I’d firstly suggest that you forget the idea that you’ll lose weight by training. It should help, but it’s not the main factor and thinking that it is will psychologically have you thinking you need more food because you’re exercising. For modest amounts of exercise that’s not necessarily true. I’m doing a fairly modest amount of training at the moment, only a few hours a week. A couple of weekday evenings I do 60-80mins mostly at pretty high intensity on the trainer. That typically equates to 800-1000kcals. My FTP is somewhere in the vicinity of 270W at the moment. I don’t need any extra food after this, just my normal dinner. It doesn’t sound like you’re doing any more than that, but you’re having 2 breakfasts and a highly calorific shake by the sounds of things.
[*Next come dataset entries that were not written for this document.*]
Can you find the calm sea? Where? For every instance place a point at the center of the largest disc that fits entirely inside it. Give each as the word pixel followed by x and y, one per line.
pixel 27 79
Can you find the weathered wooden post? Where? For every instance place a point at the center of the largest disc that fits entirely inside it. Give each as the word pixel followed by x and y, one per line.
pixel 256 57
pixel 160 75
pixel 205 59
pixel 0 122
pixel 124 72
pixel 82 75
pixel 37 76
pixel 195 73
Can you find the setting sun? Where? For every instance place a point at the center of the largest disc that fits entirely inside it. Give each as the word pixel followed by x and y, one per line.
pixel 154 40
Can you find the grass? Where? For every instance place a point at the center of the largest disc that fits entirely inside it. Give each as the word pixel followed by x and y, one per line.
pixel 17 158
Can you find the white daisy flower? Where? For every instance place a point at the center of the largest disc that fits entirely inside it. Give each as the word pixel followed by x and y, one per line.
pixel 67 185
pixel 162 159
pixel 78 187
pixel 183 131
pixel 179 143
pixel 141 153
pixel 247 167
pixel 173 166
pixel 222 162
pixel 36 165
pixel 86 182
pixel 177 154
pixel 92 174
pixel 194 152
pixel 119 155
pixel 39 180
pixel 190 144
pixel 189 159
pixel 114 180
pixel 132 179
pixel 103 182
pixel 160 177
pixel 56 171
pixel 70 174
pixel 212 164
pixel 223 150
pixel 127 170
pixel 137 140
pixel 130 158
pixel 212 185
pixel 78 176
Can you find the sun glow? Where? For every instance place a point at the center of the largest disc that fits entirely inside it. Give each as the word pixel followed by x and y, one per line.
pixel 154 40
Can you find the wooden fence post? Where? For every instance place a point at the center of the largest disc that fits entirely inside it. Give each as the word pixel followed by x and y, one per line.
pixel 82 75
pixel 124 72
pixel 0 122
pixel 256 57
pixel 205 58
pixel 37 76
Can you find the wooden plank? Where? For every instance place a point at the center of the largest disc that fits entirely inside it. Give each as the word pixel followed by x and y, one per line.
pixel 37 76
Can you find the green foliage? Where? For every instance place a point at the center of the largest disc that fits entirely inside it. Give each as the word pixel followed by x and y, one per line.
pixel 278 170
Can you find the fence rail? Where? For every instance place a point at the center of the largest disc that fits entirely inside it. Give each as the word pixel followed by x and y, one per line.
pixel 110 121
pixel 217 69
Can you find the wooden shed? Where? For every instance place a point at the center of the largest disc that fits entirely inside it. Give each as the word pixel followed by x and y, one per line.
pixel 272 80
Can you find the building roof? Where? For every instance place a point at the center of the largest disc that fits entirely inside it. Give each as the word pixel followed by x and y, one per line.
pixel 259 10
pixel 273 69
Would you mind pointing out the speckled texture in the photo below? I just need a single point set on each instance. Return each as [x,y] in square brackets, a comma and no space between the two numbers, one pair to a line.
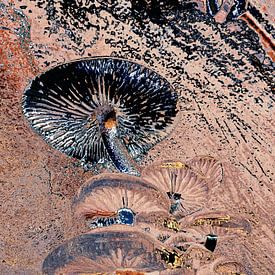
[224,80]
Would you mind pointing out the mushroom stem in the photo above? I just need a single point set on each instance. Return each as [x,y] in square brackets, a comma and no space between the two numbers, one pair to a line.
[118,153]
[114,146]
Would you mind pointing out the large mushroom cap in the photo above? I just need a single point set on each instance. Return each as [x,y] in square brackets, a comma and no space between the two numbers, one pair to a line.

I’d suggest you dump the numbers for now, they’re not working for you, possibly because they’re not correct and may just be propping up bad habits. But regardless, they’re unnecessary.
It’s fairly common from what I’ve seen for people to start training more, but also eat more, and end up getting heavier instead of lighter. Eat a bit less and see if the weight starts to drop. If it does, just stick with it, if not reduce intake a bit more and repeat until you see progress. Don’t worry about fuelling your training. Yeah, it might be beneficial in some ways, but that mindset will almost certainly be your downfall if you’re struggling to lose weight.
I’ve never found it hard to know how to lose weight. In my case, I just eat less than normal. I don’t worry too much about what I eat, though it is easier to eat less if your food is not cheesecake, ice cream or chocolate based. The tricky bit is getting used to a slight sense of hunger (slight!). I find this easy once it becomes habit and can keep it up very long term. But establishing the habit can be very difficult. No matter what anyone might tell you around here, it’s NOT sustainable to do anything difficult by “will power” alone. That’s why typical “diets” virtually NEVER work. You have to make things like this into a habit. Make it normal so that you’re not depending on yourself to not slip up… The tricky bit is establishing the habit. But eating less is not a technical challenge, it’s just something ,most of us find hard to do at first. Focusing on the numbers obscures that, and focusing on the numbers might be a good short term motivator (it works great for me doing bike intervals) but it’s not a good long term motivator. In fact I think it’s almost useless.